That data is not limited to nonviolent offenses. In fact, one of the studies in the CDC analysis compared young people charged with comparable, serious crimes in New Jersey, where they were treated as juveniles, and New York, where they were prosecuted as adults. The New York youth were 39 percent more likely to be re-arrested on a violent offense than their juvenile peers across the state line. Councilmember Sara Gonzalez, who chairs the Council's Committee on Juvenile Justice and was the lead sponsor of the resolution declined to comment on the Council's decision to restrict it's resolution to adolescents accused of nonviolent crimes.

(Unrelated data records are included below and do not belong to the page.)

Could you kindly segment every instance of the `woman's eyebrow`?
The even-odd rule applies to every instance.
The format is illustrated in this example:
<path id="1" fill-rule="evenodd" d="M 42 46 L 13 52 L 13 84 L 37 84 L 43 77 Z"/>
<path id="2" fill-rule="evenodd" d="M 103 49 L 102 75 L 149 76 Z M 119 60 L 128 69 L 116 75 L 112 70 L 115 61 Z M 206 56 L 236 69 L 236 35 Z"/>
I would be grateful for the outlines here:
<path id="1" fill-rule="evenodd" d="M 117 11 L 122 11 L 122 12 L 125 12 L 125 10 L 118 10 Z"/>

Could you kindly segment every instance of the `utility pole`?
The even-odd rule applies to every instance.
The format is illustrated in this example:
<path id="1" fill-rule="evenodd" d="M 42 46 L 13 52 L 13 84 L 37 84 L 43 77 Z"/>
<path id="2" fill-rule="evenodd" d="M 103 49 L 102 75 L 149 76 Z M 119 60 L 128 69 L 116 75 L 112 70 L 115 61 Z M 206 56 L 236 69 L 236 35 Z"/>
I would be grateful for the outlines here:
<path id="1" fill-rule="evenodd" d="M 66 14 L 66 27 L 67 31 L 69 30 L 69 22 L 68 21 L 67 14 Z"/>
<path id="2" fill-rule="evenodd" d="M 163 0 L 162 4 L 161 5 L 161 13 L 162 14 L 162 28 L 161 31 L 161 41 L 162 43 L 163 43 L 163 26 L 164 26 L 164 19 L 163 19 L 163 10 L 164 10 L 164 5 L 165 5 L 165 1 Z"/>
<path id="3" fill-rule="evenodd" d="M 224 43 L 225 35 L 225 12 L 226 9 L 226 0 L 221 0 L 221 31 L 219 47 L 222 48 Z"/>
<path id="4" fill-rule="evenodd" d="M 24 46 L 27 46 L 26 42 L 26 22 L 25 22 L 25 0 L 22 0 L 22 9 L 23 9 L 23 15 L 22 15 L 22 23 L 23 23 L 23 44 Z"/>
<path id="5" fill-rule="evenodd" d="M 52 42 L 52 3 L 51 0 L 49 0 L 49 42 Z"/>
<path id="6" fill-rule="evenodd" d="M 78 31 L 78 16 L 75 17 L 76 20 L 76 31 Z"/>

In a cost-benefit analysis commissioned by the legislature of North Carolina, which is considering a bill similar to the one proposed by Judge Lippman, The Vera Institute of Justice found that routing 16- and 17-year-olds accused of nonviolent crimes through that state's juvenile justice system would save taxpayers a significant amount of money over the long-term. The policy change was projected to cost the state $49.2 million in additional spending per year. But the authors estimated it would also generate $123.1 million in benefits to young people, victims and taxpayers for every year that young people were routed through the juvenile justice system. Much of that benefit was predicted to come from lower recidivism rates and from freeing young people from the long-term consequences of a criminal record on employment.